LoopRecipes.jl

LoopRecipes.LoopRecipesModule

LoopRecipes: composable loops

Dev GitHub Actions

LoopRecipes.jl provides several constructs for high-performance loops based on the extended foldl protocol of Transducers.jl.

See more in the documentation.

API summary

  • unroll(factor, xs): Unroll an array xs by a given factor.
  • prefetching(xs): Prefetch each element in xs. It works when xs is a nested data structure (e.g., vector of vectors, vector of strings).
  • simdeachindex([width,] xs): Iterate over indices of xs using SIMD.VecRange. It also takes care of the remainder loop.
  • simdpairs([width,] xs): Iterate over index-value pairs of xs using SIMD.VecRange and SIMD.Vec. It also takes care of the remainder loop.
  • simdstored([width,] xs): For a sparse array xs, iterate over stored index-value pairs of xs using SIMD.Vec. It also takes care of the remainder loop.
source
LoopRecipes.prefetchingMethod
prefetching(xs)

Prefetch each boxed element in xs. It can be used when xs is a nested data structure (e.g., vector of vectors, vector of strings). Do nothing when the element of xs is not boxed.

Examples

julia> using LoopRecipes

julia> sum(sum, prefetching([[1], [2, 3], [4, 5, 6]]))
21

julia> using FLoops

julia> @floop begin
           acc = 0
           for x in prefetching([[1], [2, 3], [4, 5, 6]])
               acc += sum(x)
           end
           acc
       end
21
source
LoopRecipes.simdeachindexMethod
simdeachindex([width,] xs)

Return a foldable that iterates over indices of xs using SIMD.VecRange and/or integer.

width is an integer or a Val of integer that specifies the SIMD width.

Examples

julia> using LoopRecipes

julia> foreach(simdeachindex(4, ones(10))) do i
           @show i
       end;
i = VecRange{4}(1)
i = VecRange{4}(5)
i = 9
i = 10
source
LoopRecipes.simdpairsMethod
simdpairs([width,] xs)

Return a foldable that iterates over index-value pairs of xs using SIMD.VecRange and SIMD.Vec for the main part.

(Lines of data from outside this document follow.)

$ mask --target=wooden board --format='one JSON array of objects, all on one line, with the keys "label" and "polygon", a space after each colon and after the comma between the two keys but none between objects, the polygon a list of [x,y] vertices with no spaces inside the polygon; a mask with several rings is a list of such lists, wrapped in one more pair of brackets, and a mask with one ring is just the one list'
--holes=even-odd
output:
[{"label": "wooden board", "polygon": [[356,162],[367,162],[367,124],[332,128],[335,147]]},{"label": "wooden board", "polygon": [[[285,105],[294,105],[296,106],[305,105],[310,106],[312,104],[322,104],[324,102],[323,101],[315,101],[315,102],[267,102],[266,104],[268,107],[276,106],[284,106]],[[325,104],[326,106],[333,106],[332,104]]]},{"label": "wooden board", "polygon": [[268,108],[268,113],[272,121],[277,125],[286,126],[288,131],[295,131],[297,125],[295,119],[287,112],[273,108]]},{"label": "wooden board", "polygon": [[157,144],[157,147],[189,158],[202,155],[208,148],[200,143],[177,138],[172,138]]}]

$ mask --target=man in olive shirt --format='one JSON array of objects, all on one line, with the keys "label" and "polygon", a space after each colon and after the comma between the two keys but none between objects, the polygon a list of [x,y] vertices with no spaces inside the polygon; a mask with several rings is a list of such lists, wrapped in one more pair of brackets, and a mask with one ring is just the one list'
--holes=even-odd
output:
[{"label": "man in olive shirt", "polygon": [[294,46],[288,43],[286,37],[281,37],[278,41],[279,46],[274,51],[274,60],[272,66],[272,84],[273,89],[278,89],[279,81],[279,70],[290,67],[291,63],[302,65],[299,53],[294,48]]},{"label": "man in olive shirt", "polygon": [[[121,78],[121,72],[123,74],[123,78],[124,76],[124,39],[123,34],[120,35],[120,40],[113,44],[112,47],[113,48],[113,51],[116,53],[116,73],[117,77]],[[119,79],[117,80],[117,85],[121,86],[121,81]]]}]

width is an integer or a Val of integer that specifies the SIMD width.

See also simdeachindex.

Examples

julia> using LoopRecipes

julia> foreach(simdpairs(4, collect(100:100:1000))) do (i, v)
           @show i v
       end;
i = VecRange{4}(1)
v = <4 x Int64>[100, 200, 300, 400]
i = VecRange{4}(5)
v = <4 x Int64>[500, 600, 700, 800]
i = 9
v = 900
i = 10
v = 1000

Thanks to setindex! overload on VecRange, it is straightforward to use it for implementing a simple mapping.

julia> function double!(ys, xs)
           @assert axes(ys) == axes(xs)
           foreach(simdpairs(xs)) do (i, x)
               @inbounds ys[i] = 2x
           end
           return ys
       end;

julia> double!(zeros(5), ones(5))
5-element Array{Float64,1}:
 2.0
 2.0
 2.0
 2.0
 2.0

When using simdpairs for reduction, the accumulator acc should be properly reduced depending on the type of v. This is because the same loop body (aka op or rf) is used for all stages of the iteration.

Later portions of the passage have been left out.